Wilson is a longtime advocate of sportsmanship, fair play, and ethical behavior in athletics.  In 2013, he founded Even Field, a nonprofit character development organization that promotes integrity, life skills and leadership through sports. Even Field's core message is "The Way You Win Matters" in sports and in life. "We want to help young people develop the courage to be honest and trustworthy on and off the playing field," said Wilson who added, "We want to be a resource so that we can help youth coaches, parents and student athletes get the most out of the team sports experience and a lot of it has to do with having a positive team culture.
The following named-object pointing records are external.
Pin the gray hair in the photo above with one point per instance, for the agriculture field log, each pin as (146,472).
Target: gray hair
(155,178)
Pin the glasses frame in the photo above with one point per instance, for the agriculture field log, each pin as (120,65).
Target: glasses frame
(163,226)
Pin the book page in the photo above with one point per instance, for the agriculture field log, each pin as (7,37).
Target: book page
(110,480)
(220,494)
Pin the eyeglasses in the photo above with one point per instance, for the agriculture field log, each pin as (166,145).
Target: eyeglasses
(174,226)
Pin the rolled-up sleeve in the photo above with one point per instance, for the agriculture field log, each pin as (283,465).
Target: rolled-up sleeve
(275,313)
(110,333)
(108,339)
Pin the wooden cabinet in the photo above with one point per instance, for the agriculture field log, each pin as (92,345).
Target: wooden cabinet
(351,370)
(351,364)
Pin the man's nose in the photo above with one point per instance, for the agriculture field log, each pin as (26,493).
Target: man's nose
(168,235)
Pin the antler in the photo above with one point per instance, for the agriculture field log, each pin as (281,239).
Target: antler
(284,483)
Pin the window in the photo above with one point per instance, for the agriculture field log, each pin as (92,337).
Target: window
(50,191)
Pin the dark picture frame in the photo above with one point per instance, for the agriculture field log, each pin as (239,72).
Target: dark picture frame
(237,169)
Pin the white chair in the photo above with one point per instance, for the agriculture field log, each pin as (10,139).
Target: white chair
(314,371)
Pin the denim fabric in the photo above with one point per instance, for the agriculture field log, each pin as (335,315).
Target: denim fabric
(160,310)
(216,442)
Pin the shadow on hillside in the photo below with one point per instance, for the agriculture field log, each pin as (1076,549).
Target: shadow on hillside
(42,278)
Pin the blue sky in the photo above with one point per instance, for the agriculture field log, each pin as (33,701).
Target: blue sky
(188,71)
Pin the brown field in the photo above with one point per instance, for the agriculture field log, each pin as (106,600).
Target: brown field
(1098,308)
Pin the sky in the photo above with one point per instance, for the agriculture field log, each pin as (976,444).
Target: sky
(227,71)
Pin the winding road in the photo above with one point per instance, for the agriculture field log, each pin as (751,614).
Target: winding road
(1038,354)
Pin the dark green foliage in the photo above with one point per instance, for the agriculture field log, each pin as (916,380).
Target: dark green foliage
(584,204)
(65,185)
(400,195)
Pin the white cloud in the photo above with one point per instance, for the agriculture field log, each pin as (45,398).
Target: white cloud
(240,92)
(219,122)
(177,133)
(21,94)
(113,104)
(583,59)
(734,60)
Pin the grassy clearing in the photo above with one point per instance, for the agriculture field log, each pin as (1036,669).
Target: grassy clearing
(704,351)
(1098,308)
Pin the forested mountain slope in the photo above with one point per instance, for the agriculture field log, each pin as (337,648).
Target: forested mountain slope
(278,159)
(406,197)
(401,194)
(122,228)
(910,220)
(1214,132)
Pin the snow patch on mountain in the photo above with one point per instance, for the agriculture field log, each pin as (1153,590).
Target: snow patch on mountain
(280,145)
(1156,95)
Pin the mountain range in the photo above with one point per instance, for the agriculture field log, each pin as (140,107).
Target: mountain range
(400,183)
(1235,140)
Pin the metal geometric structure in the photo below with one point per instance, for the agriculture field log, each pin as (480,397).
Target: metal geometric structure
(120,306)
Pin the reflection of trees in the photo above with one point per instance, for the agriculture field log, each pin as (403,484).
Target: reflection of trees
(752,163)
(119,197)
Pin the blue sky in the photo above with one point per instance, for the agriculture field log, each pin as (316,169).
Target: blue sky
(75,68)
It's about helping kids to develop the kinds of traits, habits and skills that are going to help them long-term."

==Honors==

=== "100 Most Influential Sports Educators in America" ===

In 2007, Wilson was named one of the "100 Most Influential Sports Educators in America" by the Institute for International Sport (IIS). Wilson was selected from a list of more than 1,500 nominees. The only other broadcaster named was Bob Costas. According to an IIS news release: "This project is aimed at honoring individuals and organizations who have creatively and effectively used sport in the very best way - as a means to educate and shape positive values"

=== "Best National Sports Radio Host of the Decade"===

In December 2009, Sports Illustrated.com named Wilson runner-up for "Best National Radio Host" of the decade as part of SI.com's best and worst of the decade in sports broadcasting. In December 2010, Wilson, along with ESPN Radio colleagues Doug Brown, Marc Kestecher, and Jon Stashower, were named "Best National Radio Voices for 2010" by Sports Illustrated. In December, 2011, the ESPN Radio anchors were named as "Best National Voices for 2011" by S.I. Media critic Richard Deitsch, who added "If I were to single out an individual for this award, I'd likely give it to Chuck Wilson."

=== Rhode Island Radio Hall of Fame ===

In 2011, Wilson was elected to the Rhode Island Radio Hall of Fame. "Chuck Wilson on Sports" was the first nightly sports talk show in New England to incorporate weekly contributors. The show had a 12-year run from 1981 to 1993. In 2016, Wilson was elected to the Words Unlimited Hall-of-Fame.